Whether it was dinner and trying to talk Italian (we did a couple of years’ evening classes), in Rome; steamed fish at our favourite fish & chip restaurant, or fry-up (Tom) at the local caf., we used to laugh. A lot. Even at home, at the old place where it was noisier, louder and madder. We always found the “funny” in everything.
But now it has grown so bitter.
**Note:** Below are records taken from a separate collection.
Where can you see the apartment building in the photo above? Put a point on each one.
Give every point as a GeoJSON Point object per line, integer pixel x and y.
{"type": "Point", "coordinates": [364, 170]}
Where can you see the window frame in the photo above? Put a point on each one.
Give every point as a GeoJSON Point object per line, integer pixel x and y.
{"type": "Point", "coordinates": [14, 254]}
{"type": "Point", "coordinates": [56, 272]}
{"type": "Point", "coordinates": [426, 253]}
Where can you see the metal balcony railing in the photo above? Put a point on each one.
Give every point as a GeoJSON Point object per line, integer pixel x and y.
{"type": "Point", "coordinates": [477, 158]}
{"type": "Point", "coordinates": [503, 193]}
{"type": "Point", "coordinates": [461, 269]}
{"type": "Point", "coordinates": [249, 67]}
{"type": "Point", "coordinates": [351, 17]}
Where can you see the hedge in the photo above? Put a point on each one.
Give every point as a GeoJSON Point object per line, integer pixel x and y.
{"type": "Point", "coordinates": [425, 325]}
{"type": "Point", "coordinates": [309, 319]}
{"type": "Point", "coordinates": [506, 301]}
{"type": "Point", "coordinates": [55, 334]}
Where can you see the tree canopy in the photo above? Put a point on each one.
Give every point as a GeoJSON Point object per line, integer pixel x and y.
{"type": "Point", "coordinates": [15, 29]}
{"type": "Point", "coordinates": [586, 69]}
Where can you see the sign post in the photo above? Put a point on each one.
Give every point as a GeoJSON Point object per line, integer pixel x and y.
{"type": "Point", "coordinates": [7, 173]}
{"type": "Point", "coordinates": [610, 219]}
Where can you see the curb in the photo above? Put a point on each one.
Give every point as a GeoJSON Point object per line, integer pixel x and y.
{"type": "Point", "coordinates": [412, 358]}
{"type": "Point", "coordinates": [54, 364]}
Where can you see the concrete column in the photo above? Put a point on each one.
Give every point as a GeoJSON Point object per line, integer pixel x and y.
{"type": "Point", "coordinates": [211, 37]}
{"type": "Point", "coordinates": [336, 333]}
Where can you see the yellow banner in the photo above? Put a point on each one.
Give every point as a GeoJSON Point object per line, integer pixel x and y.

As Tom sees it, nothing but gradual decline, degenerating, not only of my physical state, but also his own. His social life (he goes out, he’s going away at the weekend!) – worse, his mental health (he says – and I can’t prove otherwise or make him change his attitude (he’s “lapsed”. I pray!)). The MS is never stable but at the best he calls it “stagnation”. He’s had enough. It wears you out. There’s no reward as in most illnesses of getting better. As I’ve mentioned before, there’s no quick end as in fatal accidents or terminal disease. No, this one just goes on and on, dragging everyone close to it (if they let it) down with it.
It’s like when I was in hospital from the windscreen accident (c. 1971) and felt for my siblings coming to visit me and having to look at my face (“bride of Frankenstein’s monster”!). Now I feel for Tom and I know he has to leave. But I wish he wouldn’t.
I can’t have carers, I’m allergic to their perfumes (MCS – Multi-Chemical Sensitivity [see ‘Environmental Illness’ in Comment Column]). Not unless I try an expensive air purifier (but I don’t like the intrusion either!). I can’t cook, clean, shower myself or Lucy. I won’t be able to look after Lucy...
One day at a time. You see, there’s no other way.
This is a good day. I haven’t tried to walk for at least two hours, I might not be able to. Lucy needs some attention and another love (don’t we all). And the girls upstairs seem to have bought a light-box (did I mention that mine has been on?!) and got lively. So it’s time to move.
And count my blessings. It won’t get better than this!